Töpferwerkstätten und Belege für eine lokale Töpferproduktion
2Im allgemeinen Verständnis ist eine Werkstatt zunächst ein räumlich definierter und abgegrenzter Platz, an dem eine Arbeit ausgeführt wird bzw. (kunst- )handwerkliche Produkte hergestellt werden. Demzufolge ist eine Töpferwerkstatt ein festgelegter und begrenzter Ort, an dem keramische Produkte produziert werden. Zum Herstellungsprozess zählen die Gewinnung und Aufbereitung des Tons, die Formgebung und die Trocknung der Keramik sowie ihre Dekoration und der Brand. Die Gewinnung des Rohmaterials und seine Aufbereitung muss nicht notwendigerweise in den Werkstätten oder der unmittelbaren Umgebung erfolgt sein. In den letzten Jahren konnten in Attika durch naturwissenschaftliche Verfahren neue antike Tonlagerstätten lokalisiert bzw. die Gebiete des Tonabbaus eingegrenzt werden. Daraus geht hervor, dass das Rohmaterial Ton unter Umständen auch über weitere Strecken transportiert werden konnte. Ebenso müssen die Töpferwaren nicht in den Werkstätten selbst gelagert und verkauft worden sein. Aus antiken Quellen ist für Athen beispielsweise ein spezieller Marktplatz belegt, an dem ausschließlich Kochgeschirr verkauft wurde. Es ist daher nicht unwahrscheinlich, dass Töpfer ihre Waren auf Märkten verkauften. Auf jeden Fall ist die Position von Verkaufsräumen am Straßenrand, d. h. mit direktem Zugang zu Transportmöglichkeiten, günstig.

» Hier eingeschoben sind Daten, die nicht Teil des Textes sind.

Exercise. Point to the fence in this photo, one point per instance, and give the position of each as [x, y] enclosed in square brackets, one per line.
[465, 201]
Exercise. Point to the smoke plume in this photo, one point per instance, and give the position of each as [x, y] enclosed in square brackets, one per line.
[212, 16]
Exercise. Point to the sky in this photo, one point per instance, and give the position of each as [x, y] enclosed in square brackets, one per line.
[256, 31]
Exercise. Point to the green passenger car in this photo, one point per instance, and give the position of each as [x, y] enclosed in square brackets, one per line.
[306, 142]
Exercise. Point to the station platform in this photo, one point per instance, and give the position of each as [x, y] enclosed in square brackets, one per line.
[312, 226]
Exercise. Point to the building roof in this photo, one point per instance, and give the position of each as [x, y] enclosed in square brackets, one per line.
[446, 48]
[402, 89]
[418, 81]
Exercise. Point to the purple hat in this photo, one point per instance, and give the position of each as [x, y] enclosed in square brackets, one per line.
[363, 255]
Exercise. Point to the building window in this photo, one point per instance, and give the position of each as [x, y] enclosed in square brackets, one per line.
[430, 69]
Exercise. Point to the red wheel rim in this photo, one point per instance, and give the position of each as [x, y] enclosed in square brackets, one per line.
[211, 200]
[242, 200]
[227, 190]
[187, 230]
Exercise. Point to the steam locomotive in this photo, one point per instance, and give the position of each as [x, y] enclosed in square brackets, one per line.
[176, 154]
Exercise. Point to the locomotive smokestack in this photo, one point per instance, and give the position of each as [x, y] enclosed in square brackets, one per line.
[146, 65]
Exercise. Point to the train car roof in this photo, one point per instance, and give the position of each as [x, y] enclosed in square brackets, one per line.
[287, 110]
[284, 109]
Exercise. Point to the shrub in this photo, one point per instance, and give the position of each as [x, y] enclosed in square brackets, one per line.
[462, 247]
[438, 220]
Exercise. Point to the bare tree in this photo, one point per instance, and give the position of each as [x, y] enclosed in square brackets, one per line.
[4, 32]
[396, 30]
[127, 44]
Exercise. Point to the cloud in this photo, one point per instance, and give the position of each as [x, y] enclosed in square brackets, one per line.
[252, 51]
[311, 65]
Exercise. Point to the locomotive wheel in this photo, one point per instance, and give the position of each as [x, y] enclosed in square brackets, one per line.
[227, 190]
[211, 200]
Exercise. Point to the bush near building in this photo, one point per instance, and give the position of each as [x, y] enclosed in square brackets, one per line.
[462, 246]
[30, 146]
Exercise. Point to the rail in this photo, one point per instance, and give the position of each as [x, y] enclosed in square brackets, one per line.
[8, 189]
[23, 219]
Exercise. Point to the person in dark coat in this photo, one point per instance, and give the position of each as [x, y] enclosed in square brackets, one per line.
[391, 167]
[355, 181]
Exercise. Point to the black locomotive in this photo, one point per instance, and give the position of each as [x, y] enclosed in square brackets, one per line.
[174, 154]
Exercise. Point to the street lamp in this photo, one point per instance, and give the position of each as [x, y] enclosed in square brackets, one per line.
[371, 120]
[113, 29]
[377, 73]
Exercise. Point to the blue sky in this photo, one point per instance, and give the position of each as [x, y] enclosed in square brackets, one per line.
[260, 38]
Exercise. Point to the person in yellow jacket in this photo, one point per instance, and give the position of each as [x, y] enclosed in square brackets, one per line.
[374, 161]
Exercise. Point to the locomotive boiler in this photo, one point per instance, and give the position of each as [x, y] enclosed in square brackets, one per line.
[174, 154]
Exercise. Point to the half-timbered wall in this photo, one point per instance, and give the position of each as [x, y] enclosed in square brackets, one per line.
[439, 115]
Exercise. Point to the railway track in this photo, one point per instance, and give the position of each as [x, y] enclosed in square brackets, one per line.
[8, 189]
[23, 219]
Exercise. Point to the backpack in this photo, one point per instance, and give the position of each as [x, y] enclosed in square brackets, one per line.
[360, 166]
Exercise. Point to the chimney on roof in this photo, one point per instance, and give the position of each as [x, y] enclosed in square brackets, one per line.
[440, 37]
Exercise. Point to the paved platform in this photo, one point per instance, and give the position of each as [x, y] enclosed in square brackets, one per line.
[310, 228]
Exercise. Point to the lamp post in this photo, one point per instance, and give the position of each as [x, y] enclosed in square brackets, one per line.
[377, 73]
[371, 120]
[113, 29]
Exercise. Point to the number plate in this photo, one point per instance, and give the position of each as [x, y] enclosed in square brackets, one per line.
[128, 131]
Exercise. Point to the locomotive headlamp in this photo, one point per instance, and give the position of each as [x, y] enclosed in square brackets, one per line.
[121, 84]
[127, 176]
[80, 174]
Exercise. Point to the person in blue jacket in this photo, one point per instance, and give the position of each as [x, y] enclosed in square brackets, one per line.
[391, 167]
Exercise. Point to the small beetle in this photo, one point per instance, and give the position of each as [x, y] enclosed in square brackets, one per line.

3Bei der Ausstattung von Werkstattgebäuden muss zunächst zwischen immobilen und mobilen Strukturen unterschieden werden. Zu den festen Bestandteilen gehören a) die Architektur, also gebaute Strukturen, wie die Räumlichkeiten der Werkstatt (überdachte, geschlossene Räume) und b) fest installierte, wasserbauliche Einrichtungen zur Frischwasserversorgung und Abwasserentsorgung. Hierzu gehören ggf. auch Schlämmbecken zur Tonaufbereitung oder die Töpferöfen (Abb. 1). Neben den Töpferöfen sind im archäologischen Befund die beweglichen Gegenstände in Form von Kleinfunden die am eindeutigsten identifizierbaren Belege für eine lokale Töpferproduktion. Hierzu zählen große Geräte wie die Töpferscheibe, aber auch Rohmaterialien, Werkzeuge, Brennstützen (Abb. 2), Model und Probestücke. Häufig kommt es zu Fehlbränden, die gemeinsam mit anderen Werkstattabfällen und ausrangierten Werkzeugen konzentriert im archäologischen Befund auftreten können und zusammenfassend als ›Töpferschutt‹ bezeichnet werden.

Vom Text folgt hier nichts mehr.